First off, suggesting a good location is key. Let's face it, you're tying the knot. And that knot is tied into the rope with which the man is executing his own bachelorhood. So make sure the groom gets sent off with a bang. Chapels and courthouses simply won't do (unless you happen to be in the middle of serving a life sentence). No, you need to make a statement.
We've done the research. It's just not scientifically possible to be sad in a bouncy castle, especially one filled with colorful plastic balls. And forget walking; what bride wouldn't relish the idea of gleefully bouncing and somersaulting down the aisle?
After some invaluable input has been put in toward a killer location, now comes the choice of catering. Forget boring things like chicken and fish. It's good to be unique. It's good to spice things up - literally.
Variety is the spice of life. So is Taco Bell. And while your intestines won't be thanking you for serving everyone 99 cent burritos, your wallet sure will.
Lastly, don't forget music. Music can really make or break a wedding, and it's good, if you're the groom, to suggest some music that will really capture the moment forever.
If a snarling ballad about Satan's asshole followed by a 27 minute guitar riff doesn't say "Baby I love you," then we just don't know what does.

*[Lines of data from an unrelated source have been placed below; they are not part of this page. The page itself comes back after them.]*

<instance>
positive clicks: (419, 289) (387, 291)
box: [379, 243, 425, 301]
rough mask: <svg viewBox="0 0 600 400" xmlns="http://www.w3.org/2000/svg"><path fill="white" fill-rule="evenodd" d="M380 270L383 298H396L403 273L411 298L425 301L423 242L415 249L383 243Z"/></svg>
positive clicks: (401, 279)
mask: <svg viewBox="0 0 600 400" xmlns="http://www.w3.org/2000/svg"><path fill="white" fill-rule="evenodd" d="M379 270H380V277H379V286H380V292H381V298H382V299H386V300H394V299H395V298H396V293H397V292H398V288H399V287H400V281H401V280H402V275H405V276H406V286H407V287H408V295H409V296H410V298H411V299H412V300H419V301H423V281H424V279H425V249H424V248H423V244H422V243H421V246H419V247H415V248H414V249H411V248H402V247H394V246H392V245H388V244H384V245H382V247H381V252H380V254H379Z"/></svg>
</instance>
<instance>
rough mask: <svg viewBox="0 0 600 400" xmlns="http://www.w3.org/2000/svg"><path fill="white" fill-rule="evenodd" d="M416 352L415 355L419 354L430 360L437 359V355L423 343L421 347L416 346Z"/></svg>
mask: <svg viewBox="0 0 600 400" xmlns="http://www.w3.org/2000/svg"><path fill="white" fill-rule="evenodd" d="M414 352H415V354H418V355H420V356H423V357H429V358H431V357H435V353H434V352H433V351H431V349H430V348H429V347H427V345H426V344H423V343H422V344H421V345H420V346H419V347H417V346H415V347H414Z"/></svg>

So remember, gents, that no matter what anybody else says, your ideas are awesome. And even if you don't have the green light from your betrothed to have Cheesy Gordita Supremes and Satanic Manslaughter Fjord at your wedding, at least you showed that you care enough to make suggestions. Which is what it's really all about.
I guess what we're saying is... ultimately, it's her special day. And regardless of what you suggest, your opinion doesn't really matter. But God bless you for trying.
Married men - did you have a say in the planning of your wedding? Married women - did you let your husband help you plan the wedding? If so... why, God, why?